Beliau juga dekat dengan rakyat. Diam-diam, di malam hari, beliau
berkeliling ke seluruh wilayah kadipaten, yang meliputi Sedayu,
Lamongan, Babat, hingga Jombang, untuk melihat keseharian dan problem
masyarakatnya. Itu seperti yang dilakukan Amirul Mukminin Khalifah Umar
bin Khattab. (Gus Amrullah dan H. A. Khoiruzzaman/Ketua Remaja Masjid
Kanjeng Sepuh Sedayu).
Berbagai peninggalan sejarah Sedayu telah mendapatkan perhatian Dinas
Purbakala Trowulan. Namun, yang terawat baru kompleks masjid dan makam.
Sisa bangunan lain berupa situs. Status pertanahan sisa-sisa sejarah itu
kini belum tersentuh. Salah satunya, reruntuhan asli bekas bangunan
masjid di Desa Mriyunan, Sumur Dhahar di Desa Golokan, dan Telaga Rambit
di Desa Purwodadi yang nampak tidak terawat.
Puing reruntuhan bangunan masjid tersebut kini terletak di dalam
kompleks SMPN Negeri I Sidayu. Kondisinya memprihatinkan. Sama sekali
tidak tampak ada upaya pemeliharaan dari Pemkab Gresik. Sekadar
identitas bangunan bersejarah pun tidak ada. Bahkan, sebagian bekas
puing bisa ditemukan di kandang ayam.
Belum lagi kondisi Sumur Dhahar yang kini menjadi tempat pembuangan
sampah. Tidak terdapat museum atau bau harum ketika kita berkunjung ke
sana, namun bukitan sampah yang kotor dan berbau menyengat.

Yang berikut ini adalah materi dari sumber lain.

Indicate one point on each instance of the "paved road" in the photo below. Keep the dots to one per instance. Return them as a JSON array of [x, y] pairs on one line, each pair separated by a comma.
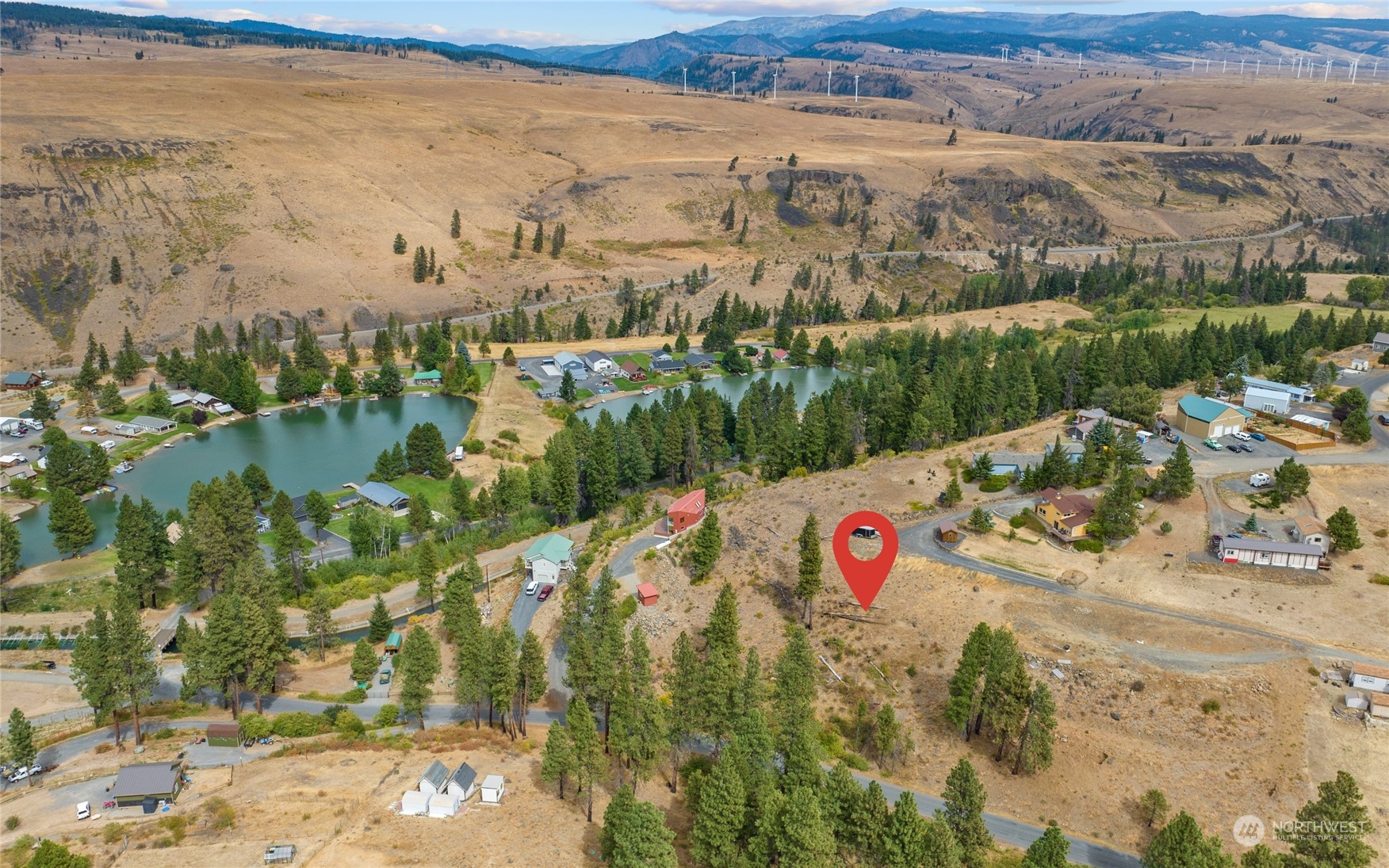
[[1014, 832]]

Tetapi terlepas dari semua itu, Sedayu yang kini menghadapi perkembangan
modernitas masyarakat, ia bisa tetap eksis sebagai salah satu kecamatan
yang cukup berkembang di wilayah Gresik utara. Bukanlah sesuatu yang
istimewa, jika Sedayu saat ini bisa menjadi pusat peradaban masyarakat
pesisir yang begitu berkembang, baik di wilayah Gresik (Sedayu dan
sekitarnya; Bungah, Dukun, Ujung Pangkah, dan Panceng), maupun wilayah
Lamongan (Paciran, Brondong, Solokuro, Babat). Karena Sedayu sudah
pernah mengalami masa kejayaan di masa lalu.
Dengan bukti adanya ratusan Pondokan Cilik (pesantren anak-anak) yang
tersebar di seantero Kota Sedayu, kota ini juga mampu mempertahankan
sebutan kota santri yang telah melekat dan menjadi ikon Kabupaten
Gresik. Karena secara kultural, kehidupan masyarakat Sedayu adalah
kehidupan yang sangat islami, baik dalam bidang sosial-masyarakat,
politik, hukum, dan ekonomi.
Demikian Artikel Kerajaan Sedayu Kuno.